DÚVIDAS

Complementos do nome e modificadores restritivos
Li as explicações que são dadas no vosso site, mas continuo a ter dificuldades em distinguir os complementos do nome dos modificadores restritivos quando são introduzidos por de. Por que razão em «a construção do edifício», «a oferta de livros» e «a estação do metro» estamos perante o complemento do nome, e em «o rapaz de barba», «o passeio de barco» e «a viagem de Lisboa ao Porto» já estamos perante o modificador restritivo? Em termos semânticos, parecem-me tão obrigatórios uns como outros.
A aplicação do termo valência
Tenho uma dúvida ainda não sanada.

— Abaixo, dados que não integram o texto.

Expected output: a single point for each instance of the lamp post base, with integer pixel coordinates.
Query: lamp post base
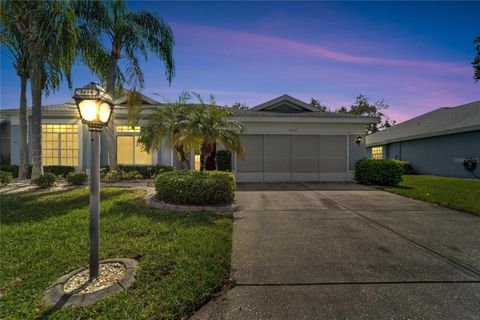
(61, 295)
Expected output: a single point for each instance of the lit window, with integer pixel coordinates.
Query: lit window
(197, 162)
(127, 129)
(377, 152)
(129, 151)
(60, 144)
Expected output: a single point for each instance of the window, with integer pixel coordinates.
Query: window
(197, 162)
(129, 151)
(377, 152)
(60, 144)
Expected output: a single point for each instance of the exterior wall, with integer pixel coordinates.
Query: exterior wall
(5, 141)
(355, 151)
(440, 156)
(308, 129)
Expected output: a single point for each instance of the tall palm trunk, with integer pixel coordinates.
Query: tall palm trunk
(23, 170)
(183, 157)
(37, 85)
(110, 130)
(205, 153)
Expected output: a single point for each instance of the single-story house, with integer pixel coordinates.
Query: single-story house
(437, 143)
(285, 139)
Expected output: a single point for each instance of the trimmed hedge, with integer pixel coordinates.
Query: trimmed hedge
(14, 168)
(223, 159)
(5, 178)
(61, 171)
(56, 170)
(379, 172)
(77, 178)
(147, 172)
(193, 187)
(119, 174)
(406, 166)
(45, 181)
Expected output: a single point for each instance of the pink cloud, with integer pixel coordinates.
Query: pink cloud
(248, 41)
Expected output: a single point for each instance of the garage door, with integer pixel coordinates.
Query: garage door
(285, 158)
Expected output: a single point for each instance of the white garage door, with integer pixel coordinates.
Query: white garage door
(285, 158)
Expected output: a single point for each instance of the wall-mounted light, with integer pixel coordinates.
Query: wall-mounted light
(359, 140)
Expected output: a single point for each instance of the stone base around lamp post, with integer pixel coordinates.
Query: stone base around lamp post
(58, 296)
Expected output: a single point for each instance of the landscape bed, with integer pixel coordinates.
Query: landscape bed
(455, 193)
(183, 257)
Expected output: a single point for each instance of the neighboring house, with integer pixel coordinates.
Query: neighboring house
(437, 143)
(285, 139)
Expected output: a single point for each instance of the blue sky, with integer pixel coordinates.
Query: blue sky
(414, 55)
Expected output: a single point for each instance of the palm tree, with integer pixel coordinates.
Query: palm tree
(51, 44)
(14, 27)
(170, 124)
(209, 125)
(130, 35)
(49, 40)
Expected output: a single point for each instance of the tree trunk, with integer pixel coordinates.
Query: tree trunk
(183, 158)
(110, 130)
(210, 162)
(205, 153)
(23, 170)
(36, 83)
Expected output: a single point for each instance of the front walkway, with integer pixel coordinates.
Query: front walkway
(344, 251)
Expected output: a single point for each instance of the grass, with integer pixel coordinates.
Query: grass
(184, 257)
(454, 193)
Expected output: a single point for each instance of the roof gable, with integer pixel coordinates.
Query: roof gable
(285, 104)
(441, 121)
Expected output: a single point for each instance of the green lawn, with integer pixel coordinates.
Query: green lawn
(454, 193)
(184, 257)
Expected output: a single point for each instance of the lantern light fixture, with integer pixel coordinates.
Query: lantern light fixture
(359, 140)
(95, 105)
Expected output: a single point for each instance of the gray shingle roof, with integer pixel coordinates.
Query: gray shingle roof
(441, 121)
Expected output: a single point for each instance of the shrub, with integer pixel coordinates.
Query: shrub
(193, 187)
(13, 169)
(147, 172)
(223, 159)
(118, 174)
(45, 181)
(5, 178)
(60, 171)
(77, 178)
(405, 165)
(378, 172)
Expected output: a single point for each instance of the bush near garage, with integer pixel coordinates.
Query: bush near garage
(378, 172)
(193, 187)
(45, 181)
(5, 178)
(77, 178)
(406, 166)
(14, 169)
(147, 172)
(119, 174)
(223, 159)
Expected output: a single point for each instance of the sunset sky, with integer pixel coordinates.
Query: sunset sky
(415, 56)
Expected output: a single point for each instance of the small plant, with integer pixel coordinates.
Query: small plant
(118, 174)
(45, 181)
(223, 159)
(5, 178)
(378, 172)
(193, 187)
(77, 178)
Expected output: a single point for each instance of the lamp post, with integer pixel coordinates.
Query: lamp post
(95, 106)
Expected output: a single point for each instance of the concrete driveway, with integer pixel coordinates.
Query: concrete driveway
(344, 251)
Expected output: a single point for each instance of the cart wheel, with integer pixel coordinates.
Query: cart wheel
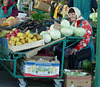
(22, 83)
(1, 66)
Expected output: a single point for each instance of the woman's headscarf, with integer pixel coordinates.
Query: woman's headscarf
(10, 2)
(78, 14)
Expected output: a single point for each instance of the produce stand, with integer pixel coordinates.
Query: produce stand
(7, 56)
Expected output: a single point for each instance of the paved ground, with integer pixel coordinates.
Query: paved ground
(6, 80)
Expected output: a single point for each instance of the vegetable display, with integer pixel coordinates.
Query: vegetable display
(79, 32)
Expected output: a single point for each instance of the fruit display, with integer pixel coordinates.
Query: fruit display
(5, 23)
(23, 38)
(32, 25)
(3, 33)
(13, 33)
(4, 28)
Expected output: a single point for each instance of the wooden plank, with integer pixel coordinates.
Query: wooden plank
(35, 51)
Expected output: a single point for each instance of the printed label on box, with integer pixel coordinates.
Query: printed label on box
(40, 69)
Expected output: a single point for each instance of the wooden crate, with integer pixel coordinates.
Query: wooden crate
(41, 6)
(26, 46)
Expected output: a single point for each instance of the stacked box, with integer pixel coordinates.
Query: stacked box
(40, 66)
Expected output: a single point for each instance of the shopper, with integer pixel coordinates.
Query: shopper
(84, 49)
(85, 6)
(8, 9)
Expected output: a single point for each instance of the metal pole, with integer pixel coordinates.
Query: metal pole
(97, 68)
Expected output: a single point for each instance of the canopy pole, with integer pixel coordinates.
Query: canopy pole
(97, 68)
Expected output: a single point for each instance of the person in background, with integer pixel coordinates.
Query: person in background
(1, 2)
(85, 6)
(85, 48)
(8, 9)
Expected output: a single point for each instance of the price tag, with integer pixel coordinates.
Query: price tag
(57, 25)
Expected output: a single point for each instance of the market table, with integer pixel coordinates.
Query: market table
(7, 56)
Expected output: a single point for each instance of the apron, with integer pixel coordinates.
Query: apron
(90, 45)
(84, 6)
(2, 12)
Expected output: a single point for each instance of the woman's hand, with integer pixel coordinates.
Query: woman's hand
(74, 50)
(3, 19)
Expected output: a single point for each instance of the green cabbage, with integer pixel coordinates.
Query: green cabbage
(93, 16)
(47, 38)
(79, 32)
(65, 23)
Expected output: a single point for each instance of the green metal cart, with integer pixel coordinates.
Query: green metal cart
(7, 56)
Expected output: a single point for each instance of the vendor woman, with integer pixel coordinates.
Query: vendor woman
(8, 9)
(84, 49)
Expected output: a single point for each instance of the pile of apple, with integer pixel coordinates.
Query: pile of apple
(23, 38)
(13, 32)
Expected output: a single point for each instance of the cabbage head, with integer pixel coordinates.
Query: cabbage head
(47, 38)
(79, 32)
(65, 23)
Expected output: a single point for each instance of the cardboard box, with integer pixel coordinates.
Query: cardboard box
(26, 46)
(77, 81)
(40, 68)
(5, 44)
(41, 6)
(29, 13)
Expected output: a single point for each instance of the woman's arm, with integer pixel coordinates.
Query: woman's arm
(84, 42)
(94, 5)
(14, 12)
(70, 3)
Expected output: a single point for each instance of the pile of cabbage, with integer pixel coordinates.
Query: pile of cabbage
(66, 30)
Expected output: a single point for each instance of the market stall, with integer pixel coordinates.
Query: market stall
(21, 42)
(12, 53)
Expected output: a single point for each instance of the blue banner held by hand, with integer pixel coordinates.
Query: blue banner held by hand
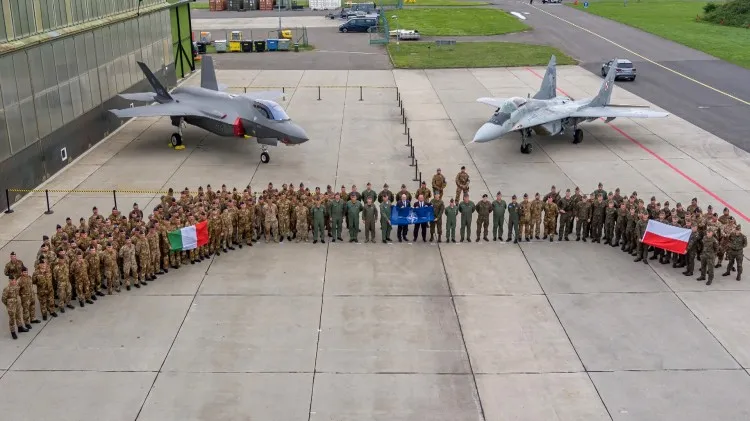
(410, 216)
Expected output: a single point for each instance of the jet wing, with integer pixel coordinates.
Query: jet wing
(614, 112)
(170, 109)
(493, 102)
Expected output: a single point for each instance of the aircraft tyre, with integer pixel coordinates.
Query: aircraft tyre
(175, 140)
(578, 136)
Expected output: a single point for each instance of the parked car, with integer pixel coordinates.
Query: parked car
(359, 24)
(625, 69)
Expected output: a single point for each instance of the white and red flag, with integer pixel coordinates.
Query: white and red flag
(667, 237)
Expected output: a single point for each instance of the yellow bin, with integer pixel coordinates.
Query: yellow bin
(235, 46)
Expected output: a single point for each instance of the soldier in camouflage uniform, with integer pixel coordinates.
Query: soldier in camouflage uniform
(640, 231)
(301, 214)
(61, 276)
(109, 260)
(708, 255)
(12, 302)
(525, 220)
(42, 279)
(536, 216)
(80, 272)
(462, 184)
(129, 266)
(483, 209)
(583, 218)
(438, 207)
(735, 252)
(550, 219)
(610, 218)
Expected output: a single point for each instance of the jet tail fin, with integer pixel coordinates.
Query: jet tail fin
(208, 74)
(548, 89)
(162, 96)
(605, 91)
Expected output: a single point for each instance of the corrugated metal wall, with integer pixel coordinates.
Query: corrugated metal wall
(22, 18)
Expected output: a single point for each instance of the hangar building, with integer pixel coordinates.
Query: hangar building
(62, 64)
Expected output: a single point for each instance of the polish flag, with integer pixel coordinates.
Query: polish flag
(667, 237)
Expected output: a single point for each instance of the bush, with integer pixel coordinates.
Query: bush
(732, 13)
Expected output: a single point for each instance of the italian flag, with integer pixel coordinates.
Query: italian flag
(189, 238)
(667, 237)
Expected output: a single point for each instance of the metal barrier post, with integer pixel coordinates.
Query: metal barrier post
(49, 210)
(7, 202)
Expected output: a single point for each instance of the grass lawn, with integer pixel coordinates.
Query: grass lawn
(676, 21)
(426, 55)
(443, 3)
(455, 21)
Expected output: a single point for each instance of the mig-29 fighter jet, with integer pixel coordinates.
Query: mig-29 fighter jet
(548, 114)
(253, 114)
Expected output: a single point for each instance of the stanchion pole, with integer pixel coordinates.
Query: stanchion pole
(49, 210)
(7, 202)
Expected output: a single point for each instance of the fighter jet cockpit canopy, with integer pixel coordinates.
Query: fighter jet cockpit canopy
(512, 104)
(271, 110)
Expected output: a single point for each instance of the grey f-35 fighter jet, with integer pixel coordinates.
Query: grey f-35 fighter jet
(247, 115)
(547, 114)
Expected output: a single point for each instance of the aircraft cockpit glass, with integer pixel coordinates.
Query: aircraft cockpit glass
(271, 110)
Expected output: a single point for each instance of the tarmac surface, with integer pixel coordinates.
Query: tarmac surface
(448, 332)
(710, 93)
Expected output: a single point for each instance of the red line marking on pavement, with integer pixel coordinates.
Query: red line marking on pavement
(663, 161)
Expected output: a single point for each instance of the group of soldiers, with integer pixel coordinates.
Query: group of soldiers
(79, 262)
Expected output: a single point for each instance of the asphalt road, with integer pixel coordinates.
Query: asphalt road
(687, 84)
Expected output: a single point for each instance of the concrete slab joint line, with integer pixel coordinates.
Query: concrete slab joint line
(663, 161)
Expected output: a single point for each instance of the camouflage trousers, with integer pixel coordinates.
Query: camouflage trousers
(28, 307)
(83, 288)
(707, 266)
(64, 292)
(483, 224)
(526, 228)
(271, 230)
(15, 314)
(129, 269)
(735, 256)
(549, 226)
(46, 298)
(497, 225)
(536, 225)
(302, 231)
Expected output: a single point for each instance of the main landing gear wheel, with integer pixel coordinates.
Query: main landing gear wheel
(578, 136)
(176, 141)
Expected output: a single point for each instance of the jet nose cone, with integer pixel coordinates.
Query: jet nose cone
(488, 132)
(297, 134)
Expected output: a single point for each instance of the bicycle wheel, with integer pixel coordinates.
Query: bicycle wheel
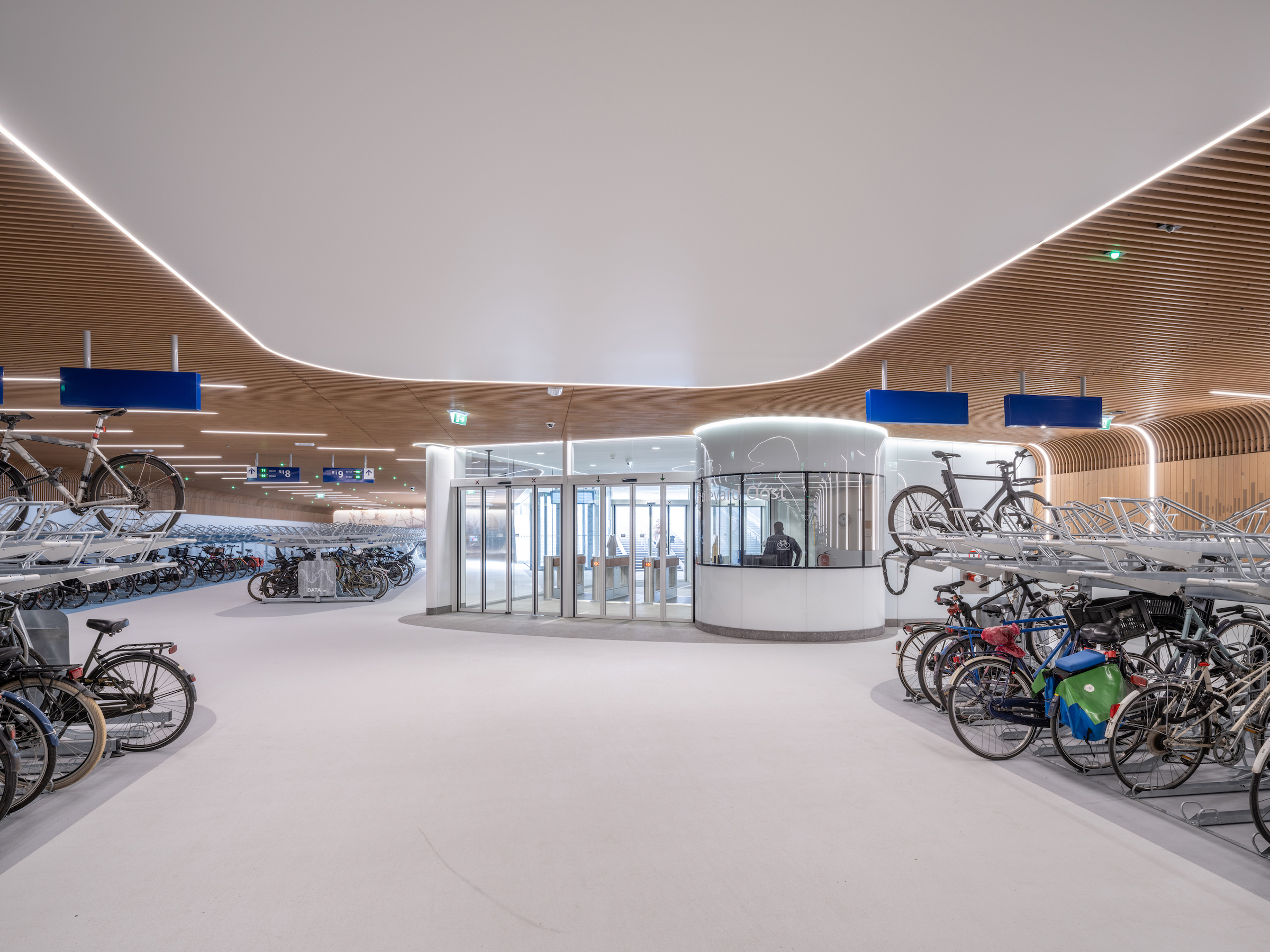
(11, 763)
(907, 654)
(147, 583)
(1259, 804)
(1159, 739)
(39, 759)
(13, 484)
(77, 720)
(1010, 516)
(976, 684)
(74, 594)
(147, 700)
(156, 487)
(1039, 644)
(915, 509)
(953, 657)
(256, 584)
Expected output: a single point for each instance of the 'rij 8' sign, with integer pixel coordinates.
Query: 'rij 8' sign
(276, 474)
(331, 474)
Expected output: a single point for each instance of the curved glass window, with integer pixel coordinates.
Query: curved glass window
(789, 521)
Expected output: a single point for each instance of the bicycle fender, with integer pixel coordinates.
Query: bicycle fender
(46, 727)
(1263, 754)
(1115, 719)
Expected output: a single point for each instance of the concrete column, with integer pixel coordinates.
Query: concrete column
(441, 582)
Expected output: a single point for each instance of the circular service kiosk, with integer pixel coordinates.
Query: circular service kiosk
(789, 530)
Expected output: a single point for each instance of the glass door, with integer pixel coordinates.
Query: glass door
(619, 551)
(549, 566)
(510, 549)
(521, 555)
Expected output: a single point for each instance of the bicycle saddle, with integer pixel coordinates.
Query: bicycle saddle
(107, 626)
(1100, 633)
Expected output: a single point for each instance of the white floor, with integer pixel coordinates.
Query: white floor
(370, 785)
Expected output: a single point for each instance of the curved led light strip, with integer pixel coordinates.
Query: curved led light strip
(872, 341)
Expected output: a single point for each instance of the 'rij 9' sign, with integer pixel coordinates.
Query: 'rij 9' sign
(331, 474)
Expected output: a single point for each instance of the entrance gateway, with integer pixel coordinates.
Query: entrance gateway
(623, 550)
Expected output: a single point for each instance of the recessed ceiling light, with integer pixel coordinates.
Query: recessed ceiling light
(1236, 392)
(265, 433)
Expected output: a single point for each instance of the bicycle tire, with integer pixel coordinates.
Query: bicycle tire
(909, 654)
(132, 681)
(11, 765)
(74, 594)
(1008, 507)
(1138, 728)
(14, 484)
(68, 705)
(929, 659)
(157, 487)
(255, 585)
(915, 508)
(39, 758)
(969, 692)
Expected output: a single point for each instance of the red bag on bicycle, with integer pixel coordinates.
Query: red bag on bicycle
(1005, 638)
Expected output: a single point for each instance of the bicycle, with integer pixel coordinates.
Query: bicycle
(999, 705)
(137, 479)
(147, 700)
(916, 508)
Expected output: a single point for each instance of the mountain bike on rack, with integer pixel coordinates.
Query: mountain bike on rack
(918, 508)
(137, 479)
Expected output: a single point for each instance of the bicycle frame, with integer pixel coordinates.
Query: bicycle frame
(12, 443)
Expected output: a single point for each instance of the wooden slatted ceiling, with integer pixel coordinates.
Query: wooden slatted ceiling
(1180, 314)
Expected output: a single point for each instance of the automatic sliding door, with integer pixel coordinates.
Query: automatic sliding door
(588, 551)
(549, 565)
(522, 550)
(677, 562)
(648, 553)
(619, 551)
(496, 550)
(470, 551)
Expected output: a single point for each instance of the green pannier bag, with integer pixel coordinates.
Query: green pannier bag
(1085, 700)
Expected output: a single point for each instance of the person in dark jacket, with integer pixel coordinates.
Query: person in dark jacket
(786, 549)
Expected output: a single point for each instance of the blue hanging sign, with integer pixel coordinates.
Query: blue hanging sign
(132, 390)
(329, 474)
(277, 474)
(930, 407)
(1046, 410)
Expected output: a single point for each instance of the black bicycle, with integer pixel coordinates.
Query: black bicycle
(919, 508)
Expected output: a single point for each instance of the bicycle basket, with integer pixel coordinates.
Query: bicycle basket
(1129, 614)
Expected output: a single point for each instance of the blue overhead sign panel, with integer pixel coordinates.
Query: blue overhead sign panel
(329, 474)
(1045, 410)
(930, 407)
(132, 390)
(277, 474)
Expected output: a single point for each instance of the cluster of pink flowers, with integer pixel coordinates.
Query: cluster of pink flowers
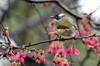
(20, 56)
(61, 53)
(59, 61)
(54, 47)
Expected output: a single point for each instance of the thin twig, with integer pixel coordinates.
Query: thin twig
(62, 39)
(57, 3)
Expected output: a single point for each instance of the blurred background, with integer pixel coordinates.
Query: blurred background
(28, 23)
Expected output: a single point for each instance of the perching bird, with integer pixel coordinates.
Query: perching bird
(64, 25)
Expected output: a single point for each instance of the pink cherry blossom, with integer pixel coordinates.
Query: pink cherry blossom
(87, 27)
(20, 56)
(98, 51)
(55, 46)
(84, 20)
(72, 51)
(40, 59)
(82, 32)
(61, 52)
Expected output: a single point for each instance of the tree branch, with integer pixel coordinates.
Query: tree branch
(62, 39)
(58, 3)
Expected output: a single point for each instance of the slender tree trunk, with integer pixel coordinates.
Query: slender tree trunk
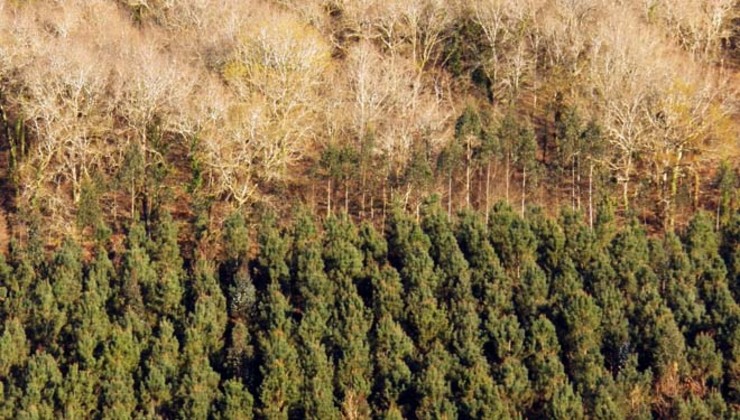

Em sua obra Gramática de Valências, Mário Vilela diz que o termo valência não deve ser aplicado nem aos verbos auxiliares, nem aos verbos copulativos (como ser e estar), nem aos verbos funcionais. A minha dúvida maior é com relação aos verbos copulativos e auxiliares. Por que o autor diz que a valência verbal não se estende a esses verbos? Ainda não tive uma explicação que sanasse a minha dúvida.
«O jovem repórter» e «O repórter jovem»
Qual a classe gramatical de «jovem» em «O jovem repórter foi promovido» e «O repórter jovem foi promovido»? Só para constar: meu professor disse que no primeiro caso é substantivo, e, no segundo, adjetivo. Continuei duvidando. E se puderem me ajudar, qual o critério utilizado para saber se uma palavra é ou não adjetivo quando muda sua posição diante de substantivo? Por exemplo, «nova estatística» ou «estatística nova», a palavra nova continua sendo adjetivo, mas por que «fumante italiano» e «italiano fumante», fumante é substantivo no primeiro caso, e adjetivo no segundo? Preciso de ajuda!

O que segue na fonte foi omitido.